They may be the most disliked, but they also have the strongest cult following to balance it out
This reminds me of the 90's. When reviewing Apple hardware, anything that doesn't use a benchmark that shows Apple hardware in the absolutely best light should be ignored. Because you know, people never use software or business applications that aren't optimized for the latest Apple hardware.
Thankfully, at least the M1 and MacOS aren't as bad now as the CPUs and MacOS were back in the 90's. But that attitude that only the benchmarks that perform best on Apple hardware should be used appears to still be there.
It's still a relatively new CPU, it's fine if sites benchmark applications that haven't been ported and optimized for the M1 yet, because you know there are still people that use those applications and will continue to use those applications until there's a optimized version for M1.
Obviously as applications get ported and optimized, the earlier reviews will become less relevant, but it would be a disservice by some sites to hold off on showing performance on some applications just because at some nebulous time in the future a ported and optimized version of that application might exist.
Regards,
SB
Reasonable benchmark can and should* include things Apple chips have problems with.

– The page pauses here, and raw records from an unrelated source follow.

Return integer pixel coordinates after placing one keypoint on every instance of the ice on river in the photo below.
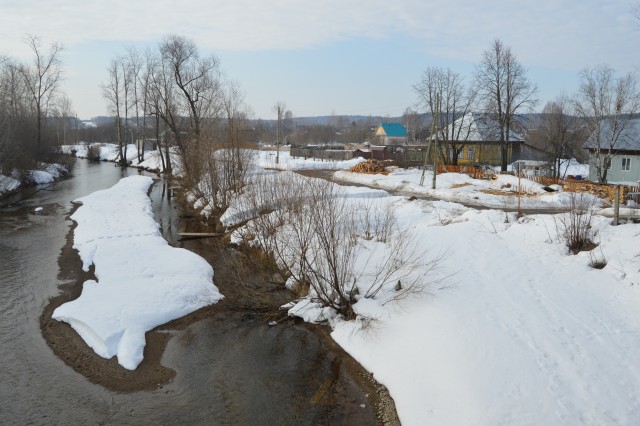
(142, 282)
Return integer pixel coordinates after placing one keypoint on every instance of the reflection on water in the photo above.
(229, 371)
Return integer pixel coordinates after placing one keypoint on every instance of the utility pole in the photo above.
(434, 131)
(435, 152)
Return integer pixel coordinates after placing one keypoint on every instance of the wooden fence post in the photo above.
(616, 208)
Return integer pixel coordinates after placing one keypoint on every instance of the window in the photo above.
(470, 153)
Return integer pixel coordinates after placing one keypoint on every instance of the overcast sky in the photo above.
(331, 56)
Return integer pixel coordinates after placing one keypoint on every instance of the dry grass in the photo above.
(460, 185)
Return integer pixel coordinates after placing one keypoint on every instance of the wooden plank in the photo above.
(200, 234)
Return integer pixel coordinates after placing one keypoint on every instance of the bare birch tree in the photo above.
(42, 78)
(456, 101)
(504, 89)
(558, 134)
(279, 108)
(606, 103)
(112, 92)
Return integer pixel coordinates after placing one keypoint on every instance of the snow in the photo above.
(142, 282)
(267, 160)
(527, 335)
(512, 329)
(47, 173)
(109, 152)
(461, 188)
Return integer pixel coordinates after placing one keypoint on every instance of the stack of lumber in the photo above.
(369, 166)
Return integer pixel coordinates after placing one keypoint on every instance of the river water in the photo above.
(228, 371)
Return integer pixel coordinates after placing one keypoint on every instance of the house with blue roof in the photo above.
(391, 134)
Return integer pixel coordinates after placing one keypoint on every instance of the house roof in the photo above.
(629, 139)
(478, 128)
(394, 130)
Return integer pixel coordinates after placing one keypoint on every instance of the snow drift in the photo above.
(142, 282)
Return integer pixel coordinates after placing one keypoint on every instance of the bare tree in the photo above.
(197, 86)
(112, 91)
(606, 103)
(337, 249)
(559, 134)
(64, 109)
(279, 108)
(455, 103)
(138, 88)
(42, 77)
(504, 89)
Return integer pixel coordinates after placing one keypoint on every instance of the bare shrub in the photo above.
(574, 227)
(340, 249)
(597, 261)
(223, 175)
(93, 152)
(377, 219)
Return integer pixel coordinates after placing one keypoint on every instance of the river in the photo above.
(230, 368)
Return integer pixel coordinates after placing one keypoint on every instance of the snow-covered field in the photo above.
(142, 282)
(511, 329)
(520, 333)
(267, 159)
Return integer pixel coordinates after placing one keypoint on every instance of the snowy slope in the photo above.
(142, 282)
(527, 334)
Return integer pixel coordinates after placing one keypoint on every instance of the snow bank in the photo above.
(47, 173)
(267, 159)
(142, 282)
(520, 333)
(461, 188)
(109, 152)
(528, 334)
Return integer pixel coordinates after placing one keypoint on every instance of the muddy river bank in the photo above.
(221, 365)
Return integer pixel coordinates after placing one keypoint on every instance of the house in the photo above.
(476, 137)
(624, 165)
(391, 134)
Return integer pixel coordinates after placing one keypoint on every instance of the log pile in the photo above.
(369, 166)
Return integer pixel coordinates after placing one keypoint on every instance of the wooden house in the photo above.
(624, 165)
(391, 134)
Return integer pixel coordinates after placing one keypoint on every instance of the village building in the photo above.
(624, 165)
(391, 134)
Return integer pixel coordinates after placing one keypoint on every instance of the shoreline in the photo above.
(151, 374)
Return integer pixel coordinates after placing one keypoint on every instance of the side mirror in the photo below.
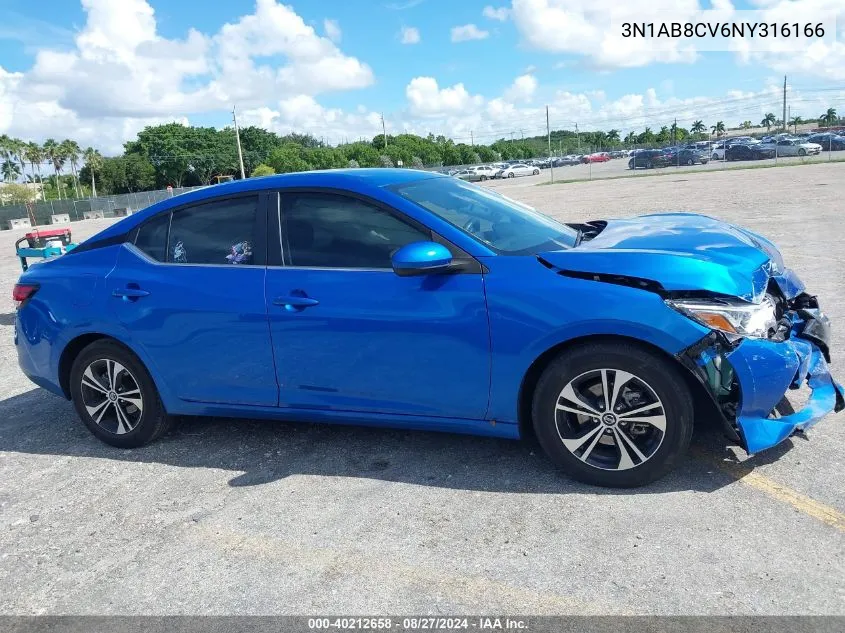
(421, 258)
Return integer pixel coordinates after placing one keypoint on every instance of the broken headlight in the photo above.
(756, 320)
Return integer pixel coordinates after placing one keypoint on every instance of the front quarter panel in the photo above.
(532, 309)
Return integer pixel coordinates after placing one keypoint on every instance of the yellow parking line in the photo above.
(804, 504)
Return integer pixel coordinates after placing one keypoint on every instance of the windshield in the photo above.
(506, 226)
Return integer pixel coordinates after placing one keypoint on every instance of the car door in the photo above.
(189, 290)
(351, 335)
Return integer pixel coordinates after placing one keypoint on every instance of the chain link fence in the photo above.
(105, 206)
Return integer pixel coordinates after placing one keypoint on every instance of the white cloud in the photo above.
(122, 74)
(409, 35)
(522, 89)
(427, 99)
(332, 30)
(468, 32)
(500, 14)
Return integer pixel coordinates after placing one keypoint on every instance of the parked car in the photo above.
(470, 175)
(518, 170)
(828, 142)
(647, 158)
(794, 147)
(487, 171)
(749, 152)
(255, 299)
(686, 156)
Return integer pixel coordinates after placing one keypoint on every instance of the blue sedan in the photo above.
(414, 300)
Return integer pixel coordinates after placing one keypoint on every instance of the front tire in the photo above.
(115, 396)
(615, 415)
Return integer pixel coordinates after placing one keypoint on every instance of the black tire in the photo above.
(152, 419)
(657, 372)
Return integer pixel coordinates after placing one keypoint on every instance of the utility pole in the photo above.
(238, 139)
(549, 138)
(784, 103)
(384, 131)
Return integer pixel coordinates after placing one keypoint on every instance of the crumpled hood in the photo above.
(682, 252)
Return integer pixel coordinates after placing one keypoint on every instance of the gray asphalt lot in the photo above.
(248, 517)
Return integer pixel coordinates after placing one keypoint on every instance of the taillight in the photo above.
(22, 293)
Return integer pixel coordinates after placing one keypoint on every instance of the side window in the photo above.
(332, 231)
(152, 237)
(214, 233)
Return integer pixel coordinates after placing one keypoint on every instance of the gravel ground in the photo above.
(255, 517)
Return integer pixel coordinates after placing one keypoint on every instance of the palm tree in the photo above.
(768, 121)
(94, 160)
(54, 154)
(10, 170)
(829, 118)
(33, 154)
(71, 151)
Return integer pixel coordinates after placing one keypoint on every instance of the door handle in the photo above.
(129, 294)
(295, 303)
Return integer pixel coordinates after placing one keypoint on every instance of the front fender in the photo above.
(533, 310)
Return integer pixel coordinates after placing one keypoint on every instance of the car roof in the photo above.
(352, 179)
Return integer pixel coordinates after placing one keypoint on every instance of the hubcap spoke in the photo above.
(647, 407)
(569, 394)
(620, 379)
(657, 421)
(574, 445)
(99, 410)
(89, 380)
(123, 423)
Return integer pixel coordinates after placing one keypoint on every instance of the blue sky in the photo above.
(103, 69)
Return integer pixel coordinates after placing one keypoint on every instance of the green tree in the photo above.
(10, 170)
(94, 162)
(829, 118)
(262, 170)
(56, 156)
(71, 151)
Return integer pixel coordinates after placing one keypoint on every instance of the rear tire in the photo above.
(115, 396)
(587, 447)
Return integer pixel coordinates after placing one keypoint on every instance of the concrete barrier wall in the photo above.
(19, 223)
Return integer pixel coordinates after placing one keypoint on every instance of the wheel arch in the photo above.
(702, 400)
(72, 350)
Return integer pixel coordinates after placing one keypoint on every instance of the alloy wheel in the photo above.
(111, 396)
(610, 419)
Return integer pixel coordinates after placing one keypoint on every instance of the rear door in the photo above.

*they do exist in apps people use, thus, should
These are all good points.
We should also include widely used apps, which are not particularly well optimised for macOS/M1, in reviews of the M1. But motivations for why they're included and a disclaimer that performance tanks due to a lack of software optimisation should be made clearly. Conversely, in reviews of x86/Nvidia/AMD products, we should also include widely used macOS apps which are typically more performant on macOS/M1. Consistency requires that treatment be applied in both directions.
Secondly, my main issue with the LTT review is the lack of distinction between hardware limitations and software limitations. If an RTX 3080 performs like an RTX 3050 due to crappy drivers or unoptimised software, then a review should clearly state "due to software bottlenecks, the RTX 3080 and 3050 perform identically". Making a sweeping generalised statement like "The RTX 3080 is equivalent in hardware performance to an RTX 3050 because our benchmarks say so" is factually incorrect. Proper review sites like LTT, GN, HUB, DF, and so on have the tools and indeed the expertise to make this distinction, and so they should. I shouldn't have to refer to an Apple fanboy channel like MaxTech for some basic facts and clarity when it comes to hardware performance.